The Mobius strip cracked down the center, briefly shifting back to the checkered pattern of the chessboards before solidifying into a vast and interlocking series of abstract and non-Euclidean shapes, with Calagaan’s power at the very center. They flexed, just a little, and the sound was beyond deafening, it was celestial in volume, a billion tightly locked gongs the size of galaxies clashed with a sound that could tear planets apart, echoing off of Calagaan’s mental firebreaks, cracking the obsidian that protected their truemind.

More Fractals

So Calagaan’s will became gas, and they flowed through the cracks and edges in the metal structures. They expanded, growing larger and larger until the gas encompassed everything, and then grew larger still, doubling, tripling, quadrupling over and over again. Every particle of Calagaan simulated within the Garganian’s warmind, straining it to its limit as they bounced off one another, more and more with each passing moment. Somewhere, the Gargan wizard was smirking. Calagaan had made this a battle of brute force, will against will, and nobody made minds stronger than Gargan.

The warmind expanded, infinitely in all directions, every edge led into its opposite end, looping the universe they battled in back in on itself — Calagaan began to drown in themself. Their grasp of the gaseous form began to waver and outside the yurt a cliff face came to life and destroyed a company of grenadiers, a horde of spirits began to descend from the darken sky with blades in their hands, and the sun itself began to drool liquid hot light across the once-stable line of spearmen contending with Gargan’s westernmost flank. The Gargan wizard was pouring more and more of their power into the battle outside.

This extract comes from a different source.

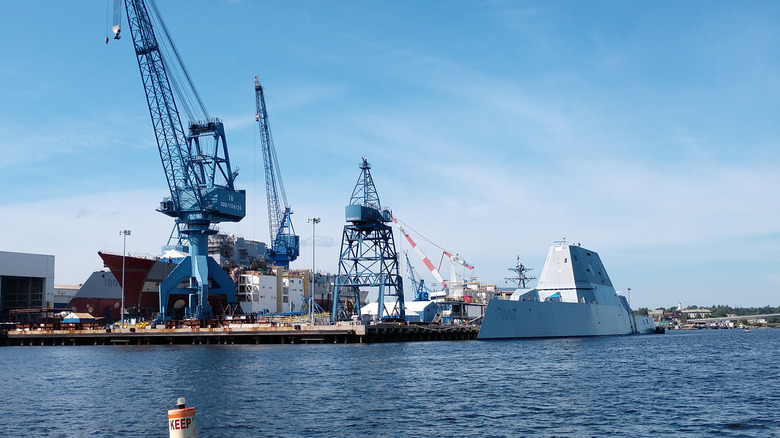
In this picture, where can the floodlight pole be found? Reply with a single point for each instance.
(314, 221)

This was their final mistake.

As the walls of the warmind began to fold in on themselves, they compressed, tighter and tighter like a mirror held up to itself, showing a million billion realities collapsing toward themselves. It was close, a hairs difference on either side and Calagaan and their mind would have been lost, but as the two ends of the planes touched, they unraveled, folding this way and that. The Gargan wizard barely had time to realize what had happened before the trap was turned inside out, blossoming into a beautiful, yet simple, origami hummingbird. Folded a million times, across at least 14 dimensions, it was perfectly inescapable. Calagaan took one deep breath, and opened their eyes. The yurt was completely still, and the busy silence of nature sauntered in the air.